Shelburne Farm rises on a hill in Stow. It is the oldest pick-your-own apple farm in Eastern Massachusetts and one of the few that has preserved the region’s fall tradition: apples. 

Spanning 50 acres, it dominates the region once called “Apple Valley” for the number of orchards in the area, many of which no longer exist. It started as a small orchard with 20 varieties of apples back in 1960. Jean and David Lynch owned the farm until the 1990s when the family was forced to sell it. That’s when Ted Painter and his wife became Shelburne’s new owners.

Painter grew up in the valley two miles from the farm. As a seven-year-old, he used to ride his bicycle through an orchard on the other side of Stow. It was a huge, wide-open 300 acres on big hills. He was devastated when the owner decided to sell it because he hated the apple business. Forty years later, what once was a wide orchard is now a subdivision of houses. 

“When I got older and I was looking at my orchard, I thought what I really want to do is to keep it as an orchard and not just a farm,” said Painter. And that’s just what he and his wife did.

The orchard is like a member of his family. He respects it, observing every single phase it goes through during the seasons.

On the coldest day of the year, when there’s deep snow, Painter usually goes out in the orchard. He stares and contemplates it.  Everything is in silence and sleepiness. The trees are just small and tiny sticks, they seem so fragile. Time has stopped. 

“I’ve often thought, how it would be so kind as to have a time-lapse photo of one tree, from that deep winter all the way through,” he says. 

Then the circle of life starts over. In spring, Painter and his farmers prune the trees and cheer in seeing how they made it another year. 

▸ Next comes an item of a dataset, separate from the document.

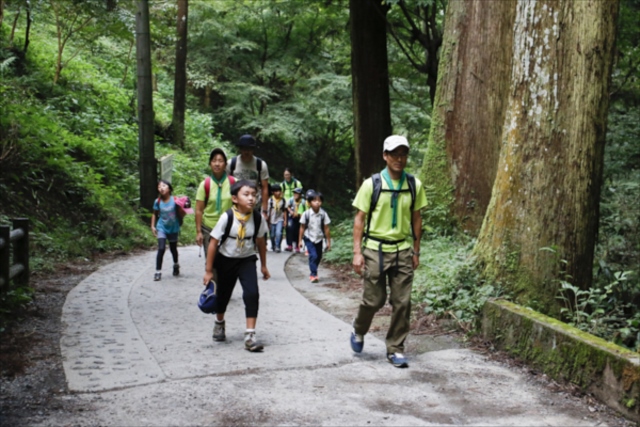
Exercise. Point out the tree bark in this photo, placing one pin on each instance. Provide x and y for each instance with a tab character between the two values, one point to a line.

Planting is Painter’s favorite part. It’s like nursing a baby. The trees are so tiny that they need all the care to grow big and strong. 

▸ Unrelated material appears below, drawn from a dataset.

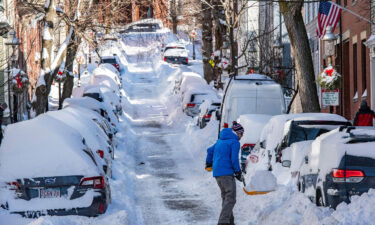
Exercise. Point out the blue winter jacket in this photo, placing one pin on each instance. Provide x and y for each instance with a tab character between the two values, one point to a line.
223	155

“I feel this very protective instinct when they’re here. I spend extra time in the orchard just going around,” he says. 

They have to move quickly to put the seedlings in the ground and water them. They remove all the weeds they have around the trunk and on the grass. It’s a nurturing process.

They watch the trees go from just completely barren to the buds that start to swell up when the weather warms. Then, like a miracle, they crack open and flower, their scents gathering around all the bees ready to pollinate them. 

“Nature just wants to reproduce and thrive. And the trees just want to put on the pause, drop seeds and grow new trees. Every time I see it, I still find it to be a really magical experience.” 

Then the fruits arrive, colorful and shiny. Red, orange, pink, yellow, green. Eighty varieties of apples, as well as peaches and Asian pears, fill row after row of the orchard’s trees. The leaves of the branches almost hide them, waiting for the thousands of visitors that will visit the farm from mid-August till November.  

Apple picking is still an important tradition for the Painters and for many Massachusetts families. Shelburne is one of 85 farms all over the state offering the fall activity. Every year, yellow bright plastic bags are carried all over the orchard, overflowing in fruit. 

“It’s nice to have things that you do as a family, that everyone looks forward to,” Paul Hesterberg says. “Apple picking is one of those things.”

And for another year, Evelyn, atop her dad’s shoulders, conquers one apple after the other.